Alors pourquoi ne soutiennent-ils pas cette loi ? Parce qu’ils pensent que leurs électeurs en ont marre d’entendre parler de Hillsborough ?C’est possible, oui. Hillsborough est un rappel constant d’un échec du système judiciaire, mais aussi des dissimulations et de l’intransigeance du gouvernement. Ils ne veulent pas que les gens se souviennent qu’un gouvernement conservateur a essayé de dissimuler la raison pour laquelle tant de gens sont morts dans cette tragédie. Ils ne veulent pas qu’on se souvienne de ce que Thatcher a fait.

Il suffit d’un petit truc, d’une phrase, pour déclencher des souvenirs et des sentiments liés à Hillsborough. C’est toujours en toi. Ça vit en toi pour toujours.

Vous étiez vous-même à Hillsborough le jour de la catastrophe. Vous y pensez souvent ? Récemment, j’y pense beaucoup. J’étais a l’école avec une des victimes, Alan McGlone. Il vivait pas loin de chez moi. Un ami proche a aussi perdu un de ses amis. En mars, on m’a invité à dire quelques mots à un service commémoratif de la mort de Gerry Marsden, l’homme qui chantait You’ll Never Walk Alone. J’ai dû réfléchir à ce que je pouvais dire et j’ai vite pensé à Hillsborough. Il suffit d’un petit truc, d’une phrase, pour déclencher des souvenirs et des sentiments liés à Hillsborough. C’est toujours en toi. Ça vit en toi pour toujours.

Pourquoi supportez-vous Liverpool ?Mon tout premier souvenir remonte à un match contre Manchester City en 1970. J’étais dans ce qu’on appelait le boys’ Penn. Je suis tombé amoureux. De tout. Des bruits, des odeurs, les maillots rouges qui se détachaient sur la pelouse verte. Et ce, malgré les conditions déplorables dans lesquelles on plaçait alors les fans. J’ai juste tout aimé.

Je fais 1,83m, pourtant, le mouvement de foule m’a soulevé du sol. Je ne pouvais plus bouger tellement la pression était intense.

Vous aviez 37 ans ce jour-là. Vous souvenez-vous des heures précédant la catastrophe ? Quelle atmosphère y avait-il ?Je me souviens de m’être réveillé ravi que ce soit une si belle journée. On est partis de Liverpool en bus dans l’après-midi. Mon souvenir le plus vif, c’est à l’entrée du stade. Je me souviens de comment la foule était de plus en plus compacte, pressurisée. Des gens à quelques mètres de moi se sont retrouvés soudainement très proches de moi. On était tous serrés les uns les autres. Ce genre de choses arrivaient souvent, à l’époque. C’était juste plus intense que d’habitude. À l’époque, j’étais maçon et je jouais au foot trois fois par semaine, à un niveau décent. Je fais 1,83m, pourtant, le mouvement de foule m’a soulevé du sol. Je ne pouvais plus bouger tellement la pression était intense.

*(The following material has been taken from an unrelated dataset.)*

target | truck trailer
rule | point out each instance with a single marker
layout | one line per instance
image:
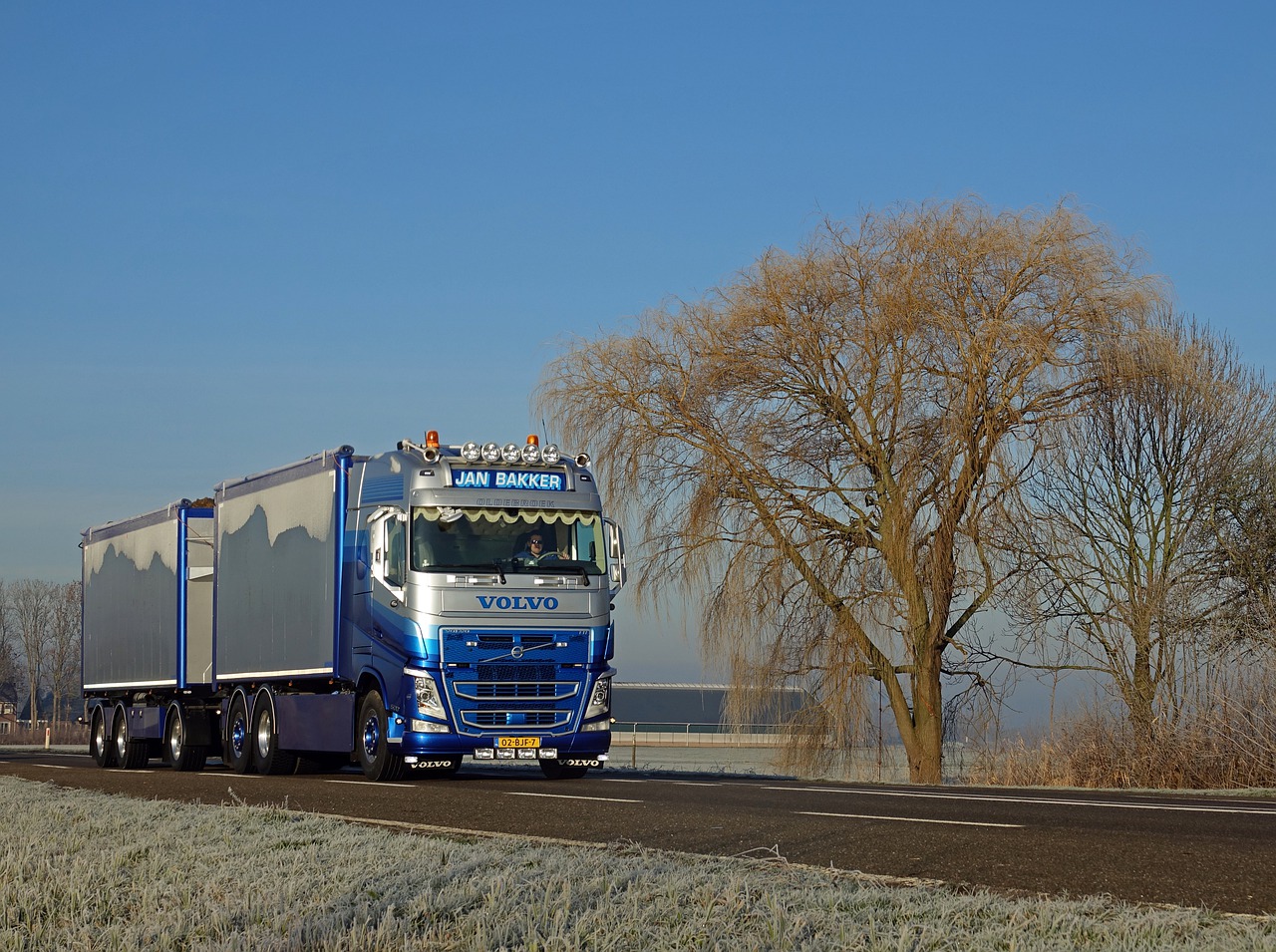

Quinze minutes avant le coup d’envoi, vous avez échangé votre billet pour la tribune Leppings Lane contre une place assise. Pourquoi ?Il y avait des mecs à côté de moi qui discutaient et trouvaient la situation un peu effrayante. Ils avaient trois tickets : deux dans Leppings Lane et un dans la West Stand. J’avais un ticket pour la Leppings Lane. Alors j’ai proposé de l’échanger avec le mec qui devait aller en West Stand. Pour qu’il soit avec ses potes. J’étais venu l’année précédente et j’étais en Pen 4. Je m’étais senti un peu claustrophobe. Donc je me disais que je serais mieux dans les tribunes assises. On a échangé nos tickets. C’était juste derrière la Terrace, là où il y a eu le drame. Je ne sais pas ce qui est arrivé à ces gars…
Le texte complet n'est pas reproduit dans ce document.